Эпизод Звенигородского комитета не стоил бы упоминания, если бы он не был характерен для общего настроения этого времени, когда перед Россией были открыты еще обе дороги. Мы стояли на грани революционной бури, но буря еще не начиналась. Настроение страны не было революционным ни в низах, ни в верхах. Власть имела возможность примирить с собою страну. Но из того, что обывательская масса революции не хотела, а о конституции не слыхала, не следовало заключать, будто она была своей судьбой довольна. Когда мой старый крестьянин по вопросу о злоупотреблениях власти объявил: «Это самое главное», это было откровением, на которое закрывать глаза для умной власти было бы опасно. Но зато и в устранении этого зла была прекрасная почва для примирения с обывателем.

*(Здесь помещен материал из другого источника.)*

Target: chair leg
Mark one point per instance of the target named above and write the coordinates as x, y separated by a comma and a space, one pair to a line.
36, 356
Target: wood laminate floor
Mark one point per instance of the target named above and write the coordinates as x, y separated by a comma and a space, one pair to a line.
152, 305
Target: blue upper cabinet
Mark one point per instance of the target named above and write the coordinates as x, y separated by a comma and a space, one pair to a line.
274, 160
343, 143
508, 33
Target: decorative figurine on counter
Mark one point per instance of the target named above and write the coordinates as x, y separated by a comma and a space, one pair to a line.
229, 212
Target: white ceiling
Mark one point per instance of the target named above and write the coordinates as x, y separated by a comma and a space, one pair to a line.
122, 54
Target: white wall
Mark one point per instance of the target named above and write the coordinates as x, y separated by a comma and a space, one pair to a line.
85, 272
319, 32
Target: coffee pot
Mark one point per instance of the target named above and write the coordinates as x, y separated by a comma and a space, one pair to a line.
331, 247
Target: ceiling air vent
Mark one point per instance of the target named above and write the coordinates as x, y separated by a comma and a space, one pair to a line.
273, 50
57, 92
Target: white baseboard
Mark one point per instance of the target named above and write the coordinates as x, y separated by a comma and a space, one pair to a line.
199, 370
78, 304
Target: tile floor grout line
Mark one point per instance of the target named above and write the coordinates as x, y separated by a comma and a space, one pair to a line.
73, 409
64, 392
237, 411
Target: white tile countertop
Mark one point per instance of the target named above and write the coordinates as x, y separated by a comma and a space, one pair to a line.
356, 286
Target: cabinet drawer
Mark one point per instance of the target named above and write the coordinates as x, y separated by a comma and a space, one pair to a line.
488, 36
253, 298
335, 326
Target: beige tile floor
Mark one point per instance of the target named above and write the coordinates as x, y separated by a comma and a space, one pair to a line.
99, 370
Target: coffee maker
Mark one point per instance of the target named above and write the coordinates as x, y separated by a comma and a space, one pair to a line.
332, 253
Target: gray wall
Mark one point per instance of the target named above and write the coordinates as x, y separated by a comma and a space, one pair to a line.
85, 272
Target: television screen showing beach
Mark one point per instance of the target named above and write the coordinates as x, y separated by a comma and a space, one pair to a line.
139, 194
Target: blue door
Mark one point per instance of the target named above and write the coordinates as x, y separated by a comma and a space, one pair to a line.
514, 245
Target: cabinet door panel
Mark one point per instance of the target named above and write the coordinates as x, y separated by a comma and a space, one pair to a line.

Но Плеве понимал задачу не так. Он продолжал идти напролом. Именно в эти два года можно было видеть услугу, которую он оказал «освободительному движению». Плеве как будто забыл о революционерах. По отношению к ним принимались даже некоторые внешне благожелательные меры. В 1903 году был восстановлен разбор судами политических дел[560]; на место директора Департамента полиции он назначил А. А. Лопухина, московского прокурора, как будто желая ввести законность в эту специальную область войны. Тогда же при нем была некоторая терпимость к марксистской журналистике. Конечно, не надо преувеличивать. Плеве революции не мирволил, но он ее не боялся. Он свое внимание сосредоточил на тех либералах, кто революционеров чуждался и хотел лояльно сотрудничать с властью. Их он стал преследовать с неслыханной раньше и непонятной озлобленностью. Витте с его идеалом либерального самодержавия был побежден и уволен. Д. Н. Шипов, легальный человек, камергер, сторонник самодержавия, не был утвержден председателем Московской губернской управы. Незадолго до своей смерти Плеве хотел уволить от должности М. А. Стаховича, орловского предводителя, о чем сам предупреждал его брата Алексея Александровича, адъютанта великого князя Сергея. Плеве особенно враждебно относился к земскому третьему элементу, ставил Шипову в вину его к нему доброжелательство; а ведь привлечение «демократической интеллигенции» к практической земской работе, к «делу» было лучшим способом отрывать ее от революционных утопий[561].
Так «либерализм», мечтавший о возвращении к «славной поре» самодержавия, стал главной мишенью для Плеве. Он вел с ним борьбу, понимая, что каждая новая репрессия плодит ему новых врагов, что справиться с ними труднее, чем с террористами, которых он уничтожил в 1880-е годы.